Source: vox.com
TV Time: The Americans 5.05
Title: Lotus 1-2-3
Episode M.V.P.: Matthew Rhys
It’s a basic fact of The Americans: As Philip’s mental and emotional state gets even worse, Matthew Rhys’s performance gets even better. And since “Lotus 1-2-3” was basically an hour-long meditation on Philip’s inner deterioration, it was basically an Emmy reel for Rhys. Every beat of Rhys’s work in this episode—from the first moments of the episode to the last—was a thing of devastating brilliance, and the way each of his reactions built on those that came before painted a clear picture of a man crumbling from the inside out under the constant strain of so much guilt coming from so many places.
The tone of the entire episode was set in its first few minutes, with Philip’s inability to seem even remotely interested in the sex he just had with Deirdre.
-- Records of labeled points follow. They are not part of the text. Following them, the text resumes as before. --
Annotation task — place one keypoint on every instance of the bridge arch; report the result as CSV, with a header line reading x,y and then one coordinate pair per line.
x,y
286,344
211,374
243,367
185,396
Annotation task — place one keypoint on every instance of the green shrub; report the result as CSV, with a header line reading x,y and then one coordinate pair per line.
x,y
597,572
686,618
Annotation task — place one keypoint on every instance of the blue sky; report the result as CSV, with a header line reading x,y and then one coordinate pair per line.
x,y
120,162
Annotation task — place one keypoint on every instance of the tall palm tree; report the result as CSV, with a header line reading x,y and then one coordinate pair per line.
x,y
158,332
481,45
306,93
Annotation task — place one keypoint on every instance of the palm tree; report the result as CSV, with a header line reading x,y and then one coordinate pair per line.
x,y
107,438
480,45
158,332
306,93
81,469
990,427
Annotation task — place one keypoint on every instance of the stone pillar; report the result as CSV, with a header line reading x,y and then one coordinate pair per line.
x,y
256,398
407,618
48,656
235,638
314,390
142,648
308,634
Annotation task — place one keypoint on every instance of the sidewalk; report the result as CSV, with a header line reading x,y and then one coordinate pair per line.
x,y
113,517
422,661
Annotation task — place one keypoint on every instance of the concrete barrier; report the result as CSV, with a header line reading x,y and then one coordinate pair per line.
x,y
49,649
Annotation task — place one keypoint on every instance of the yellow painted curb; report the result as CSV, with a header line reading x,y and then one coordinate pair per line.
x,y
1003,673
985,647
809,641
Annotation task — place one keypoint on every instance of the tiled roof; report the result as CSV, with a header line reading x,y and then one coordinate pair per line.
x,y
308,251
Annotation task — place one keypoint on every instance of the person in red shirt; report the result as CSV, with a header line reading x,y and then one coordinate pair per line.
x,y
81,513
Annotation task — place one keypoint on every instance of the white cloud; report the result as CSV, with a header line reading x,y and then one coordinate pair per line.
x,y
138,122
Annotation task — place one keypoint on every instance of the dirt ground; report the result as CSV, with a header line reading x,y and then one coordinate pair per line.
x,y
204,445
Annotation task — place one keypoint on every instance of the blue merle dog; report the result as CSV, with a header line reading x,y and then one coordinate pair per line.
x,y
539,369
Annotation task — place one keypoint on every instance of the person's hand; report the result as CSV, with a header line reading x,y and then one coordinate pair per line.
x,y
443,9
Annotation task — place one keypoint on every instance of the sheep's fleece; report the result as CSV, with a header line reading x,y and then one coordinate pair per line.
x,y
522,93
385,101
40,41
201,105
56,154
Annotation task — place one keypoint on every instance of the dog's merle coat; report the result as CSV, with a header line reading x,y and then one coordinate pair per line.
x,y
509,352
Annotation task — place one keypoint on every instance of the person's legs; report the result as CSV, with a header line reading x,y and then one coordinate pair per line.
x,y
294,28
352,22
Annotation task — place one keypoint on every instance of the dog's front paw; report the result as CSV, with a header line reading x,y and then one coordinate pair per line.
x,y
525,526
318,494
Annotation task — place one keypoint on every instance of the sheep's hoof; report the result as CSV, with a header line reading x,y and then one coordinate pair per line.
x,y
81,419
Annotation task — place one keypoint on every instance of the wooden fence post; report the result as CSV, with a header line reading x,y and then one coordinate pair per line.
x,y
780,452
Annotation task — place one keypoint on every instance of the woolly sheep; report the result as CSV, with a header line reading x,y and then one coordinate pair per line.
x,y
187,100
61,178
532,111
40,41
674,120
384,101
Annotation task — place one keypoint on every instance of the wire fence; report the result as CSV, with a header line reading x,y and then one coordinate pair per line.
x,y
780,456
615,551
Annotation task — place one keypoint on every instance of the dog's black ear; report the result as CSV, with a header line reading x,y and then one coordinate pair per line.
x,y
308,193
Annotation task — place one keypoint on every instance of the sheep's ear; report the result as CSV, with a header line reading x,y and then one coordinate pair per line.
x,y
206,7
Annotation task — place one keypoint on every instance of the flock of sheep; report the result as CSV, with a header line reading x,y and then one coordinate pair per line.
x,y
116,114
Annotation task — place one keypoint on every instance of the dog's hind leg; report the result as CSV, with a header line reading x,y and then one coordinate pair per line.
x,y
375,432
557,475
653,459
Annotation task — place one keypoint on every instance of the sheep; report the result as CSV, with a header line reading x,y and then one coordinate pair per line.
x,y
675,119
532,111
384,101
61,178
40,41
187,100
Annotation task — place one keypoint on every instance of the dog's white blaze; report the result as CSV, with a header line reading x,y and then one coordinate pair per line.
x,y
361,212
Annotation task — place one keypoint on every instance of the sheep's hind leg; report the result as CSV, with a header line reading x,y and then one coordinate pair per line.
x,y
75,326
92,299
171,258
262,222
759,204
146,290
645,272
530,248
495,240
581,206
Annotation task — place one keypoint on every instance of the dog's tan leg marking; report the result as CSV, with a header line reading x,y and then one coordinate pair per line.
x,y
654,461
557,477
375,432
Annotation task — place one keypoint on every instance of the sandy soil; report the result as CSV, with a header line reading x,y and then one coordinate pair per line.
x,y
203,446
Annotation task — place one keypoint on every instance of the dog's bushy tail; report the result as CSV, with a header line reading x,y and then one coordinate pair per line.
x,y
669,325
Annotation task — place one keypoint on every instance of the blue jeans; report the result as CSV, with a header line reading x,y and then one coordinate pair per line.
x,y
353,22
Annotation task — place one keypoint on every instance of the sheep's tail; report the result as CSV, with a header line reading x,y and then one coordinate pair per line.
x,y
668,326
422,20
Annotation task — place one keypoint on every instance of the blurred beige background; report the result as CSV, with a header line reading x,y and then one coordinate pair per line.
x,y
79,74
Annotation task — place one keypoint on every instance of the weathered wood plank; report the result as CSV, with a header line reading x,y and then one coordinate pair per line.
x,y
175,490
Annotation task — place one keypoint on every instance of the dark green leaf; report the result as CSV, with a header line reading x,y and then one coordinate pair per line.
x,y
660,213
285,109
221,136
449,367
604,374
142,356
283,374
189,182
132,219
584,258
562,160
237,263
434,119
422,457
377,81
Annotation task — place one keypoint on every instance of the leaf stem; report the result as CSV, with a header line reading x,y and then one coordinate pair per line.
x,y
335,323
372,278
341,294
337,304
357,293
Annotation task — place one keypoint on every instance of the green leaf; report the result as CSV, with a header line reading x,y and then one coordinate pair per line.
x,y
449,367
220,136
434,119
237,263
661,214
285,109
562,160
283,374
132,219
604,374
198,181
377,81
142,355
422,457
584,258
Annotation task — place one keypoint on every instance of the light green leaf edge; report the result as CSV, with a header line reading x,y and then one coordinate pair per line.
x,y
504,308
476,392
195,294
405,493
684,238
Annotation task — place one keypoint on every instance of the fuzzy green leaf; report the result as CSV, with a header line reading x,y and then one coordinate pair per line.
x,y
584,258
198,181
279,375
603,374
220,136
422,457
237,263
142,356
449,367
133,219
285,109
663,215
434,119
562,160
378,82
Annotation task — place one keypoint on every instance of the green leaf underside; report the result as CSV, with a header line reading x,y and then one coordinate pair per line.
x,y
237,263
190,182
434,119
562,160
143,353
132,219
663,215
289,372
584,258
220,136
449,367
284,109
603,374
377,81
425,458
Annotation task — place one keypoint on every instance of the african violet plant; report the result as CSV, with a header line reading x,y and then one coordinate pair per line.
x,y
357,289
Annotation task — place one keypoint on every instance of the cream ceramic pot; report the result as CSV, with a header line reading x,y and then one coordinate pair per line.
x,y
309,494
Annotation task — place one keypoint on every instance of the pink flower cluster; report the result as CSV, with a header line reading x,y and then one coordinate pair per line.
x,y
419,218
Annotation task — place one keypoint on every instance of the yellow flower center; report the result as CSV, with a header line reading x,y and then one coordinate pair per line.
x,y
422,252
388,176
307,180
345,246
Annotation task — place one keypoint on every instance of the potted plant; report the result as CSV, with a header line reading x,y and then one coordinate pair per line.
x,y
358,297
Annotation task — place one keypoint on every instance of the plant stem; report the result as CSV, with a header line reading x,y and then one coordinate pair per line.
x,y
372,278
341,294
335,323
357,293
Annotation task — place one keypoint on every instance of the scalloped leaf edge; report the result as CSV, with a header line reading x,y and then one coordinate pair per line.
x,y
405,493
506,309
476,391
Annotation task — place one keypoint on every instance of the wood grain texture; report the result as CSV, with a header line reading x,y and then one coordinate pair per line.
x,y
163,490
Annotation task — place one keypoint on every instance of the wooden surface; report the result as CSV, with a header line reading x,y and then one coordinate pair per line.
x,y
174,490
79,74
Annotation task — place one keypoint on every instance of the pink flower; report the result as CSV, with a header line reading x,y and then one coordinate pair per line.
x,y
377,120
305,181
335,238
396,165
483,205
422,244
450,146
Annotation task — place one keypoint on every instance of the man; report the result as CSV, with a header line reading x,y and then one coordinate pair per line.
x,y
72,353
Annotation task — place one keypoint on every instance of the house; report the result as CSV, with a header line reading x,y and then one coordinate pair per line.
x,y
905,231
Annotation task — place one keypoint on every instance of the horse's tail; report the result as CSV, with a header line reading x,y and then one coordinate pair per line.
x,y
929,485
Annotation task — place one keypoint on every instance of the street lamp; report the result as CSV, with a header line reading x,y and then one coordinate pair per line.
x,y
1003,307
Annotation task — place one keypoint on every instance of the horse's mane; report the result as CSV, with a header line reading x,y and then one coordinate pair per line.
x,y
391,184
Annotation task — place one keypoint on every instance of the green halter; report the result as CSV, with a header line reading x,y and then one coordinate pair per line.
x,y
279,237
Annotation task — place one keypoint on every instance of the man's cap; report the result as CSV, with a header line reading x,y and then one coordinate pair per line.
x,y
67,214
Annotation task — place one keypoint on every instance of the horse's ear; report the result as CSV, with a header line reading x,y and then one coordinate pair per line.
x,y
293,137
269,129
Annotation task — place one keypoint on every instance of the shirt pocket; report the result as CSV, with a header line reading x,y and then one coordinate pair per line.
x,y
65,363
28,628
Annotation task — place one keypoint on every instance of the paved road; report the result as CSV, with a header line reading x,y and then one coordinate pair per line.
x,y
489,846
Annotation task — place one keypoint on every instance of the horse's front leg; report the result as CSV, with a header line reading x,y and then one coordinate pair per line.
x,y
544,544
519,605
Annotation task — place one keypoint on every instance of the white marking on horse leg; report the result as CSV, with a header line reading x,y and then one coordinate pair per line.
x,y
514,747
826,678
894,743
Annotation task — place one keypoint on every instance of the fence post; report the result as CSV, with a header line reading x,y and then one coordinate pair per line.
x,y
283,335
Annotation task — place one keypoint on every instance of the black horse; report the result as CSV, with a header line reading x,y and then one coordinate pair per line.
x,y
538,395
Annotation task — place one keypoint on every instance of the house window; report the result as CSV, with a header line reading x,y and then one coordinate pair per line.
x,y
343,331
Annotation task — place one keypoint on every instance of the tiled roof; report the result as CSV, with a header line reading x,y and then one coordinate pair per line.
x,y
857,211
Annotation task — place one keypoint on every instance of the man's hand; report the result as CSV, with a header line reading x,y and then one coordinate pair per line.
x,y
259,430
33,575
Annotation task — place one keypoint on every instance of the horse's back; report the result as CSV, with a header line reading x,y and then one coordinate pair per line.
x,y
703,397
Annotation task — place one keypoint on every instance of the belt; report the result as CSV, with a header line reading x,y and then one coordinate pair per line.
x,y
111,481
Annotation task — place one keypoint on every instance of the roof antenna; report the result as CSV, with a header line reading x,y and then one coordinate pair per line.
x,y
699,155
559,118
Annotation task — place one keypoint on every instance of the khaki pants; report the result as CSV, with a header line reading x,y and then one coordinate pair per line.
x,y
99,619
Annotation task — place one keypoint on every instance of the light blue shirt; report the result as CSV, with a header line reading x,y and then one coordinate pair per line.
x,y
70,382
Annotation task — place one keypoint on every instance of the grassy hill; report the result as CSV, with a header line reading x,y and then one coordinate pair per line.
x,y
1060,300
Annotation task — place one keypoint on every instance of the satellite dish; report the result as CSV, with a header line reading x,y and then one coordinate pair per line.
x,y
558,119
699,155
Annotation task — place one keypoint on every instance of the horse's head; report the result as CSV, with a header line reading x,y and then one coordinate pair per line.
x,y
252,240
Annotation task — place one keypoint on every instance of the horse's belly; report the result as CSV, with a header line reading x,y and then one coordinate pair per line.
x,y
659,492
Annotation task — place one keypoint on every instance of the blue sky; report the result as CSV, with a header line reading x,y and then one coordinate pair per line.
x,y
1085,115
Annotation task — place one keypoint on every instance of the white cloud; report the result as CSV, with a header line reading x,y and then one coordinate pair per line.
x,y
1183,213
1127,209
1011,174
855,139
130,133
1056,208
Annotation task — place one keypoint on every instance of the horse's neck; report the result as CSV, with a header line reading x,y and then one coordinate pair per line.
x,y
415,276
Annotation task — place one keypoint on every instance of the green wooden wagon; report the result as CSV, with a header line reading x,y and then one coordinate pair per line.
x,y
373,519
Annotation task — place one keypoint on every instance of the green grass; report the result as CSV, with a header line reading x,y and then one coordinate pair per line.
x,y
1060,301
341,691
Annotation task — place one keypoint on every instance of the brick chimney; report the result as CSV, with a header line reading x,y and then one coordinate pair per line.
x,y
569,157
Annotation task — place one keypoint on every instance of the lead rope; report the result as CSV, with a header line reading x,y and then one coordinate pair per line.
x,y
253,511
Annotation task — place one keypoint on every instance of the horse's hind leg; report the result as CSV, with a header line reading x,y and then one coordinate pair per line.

But in typical fashion for this show and this actor, Rhys didn’t oversell Philip’s lack of enthusiasm, he played it with just the right amount of emptiness to show rather than tell us how completely checked-out Philip is and how little he cares anymore about “making it real” beyond the barest necessities of this kind of work. Small, silent moments like that one made his confession to Elizabeth at the end ring true: We believe him when he says this work has been hard for a long time because we’ve seen it slowly eat away at his soul. By showing us that inner devastation so skillfully for so long, Rhys made that last scene less about Philip telling the audience something important and more about him telling Elizabeth something important, which kept the storytelling as intimate as possible.
In a thousand little details, Rhys showed the ways Philip came to that confession—the point in which he needed to unburden himself because he physically couldn’t handle carrying the weight alone anymore. It was in the way his cheerful, joking tone faltered when it became clear that Henry feels neglected by his parents. It was in the way he stared at Paige as she told him she was so damaged by what he and Elizabeth told her that she might never be able to form a healthy relationship—with the guilt of a thousand failures as a father pressing down on him and making his features actually seem to sag under the weight of it all. It was in the tension in his shoulders and back as he thought of the information he provided potentially placing Stan in the middle of a honeytrap.
And, of course, it was in the way his rapid nodding and swallowing betrayed the complete inner breakdown he had upon discovering that he and Elizabeth killed a man for essentially no reason—only because the people they were supposed to trust were wrong. Those few moments after Elizabeth told Philip the truth about Ben were some of the saddest seconds of television I have ever watched. It felt as if I was watching Philip simultaneously prepare to faint, vomit, and break down crying, but, instead, he physically seemed to swallow down all those reactions and went on autopilot, the final traces of his will to fight seeping out of his exhausted body.
What we saw in the scene that followed was Philip at perhaps his lowest point, and Rhys did an amazing job of showing that in his body language—the hunched shoulders, the way he picked at his food, even the simple gesture of taking of his glasses was filled with such heaviness that my chest actually hurt watching it. In order for that final scene to resonate the way it did, Philip’s journey to fall to that low had to be so heartbreakingly sincere that it would hurt not just us to watch it, but it would also convince us that it hurt Elizabeth to watch it, too. His pain had to be so palpable that her desire to ease that pain however she could would feel believable. Luckily for this show, they have found a master of restrained emotional devastation in Rhys. I have never been more in awe while having my heart broken.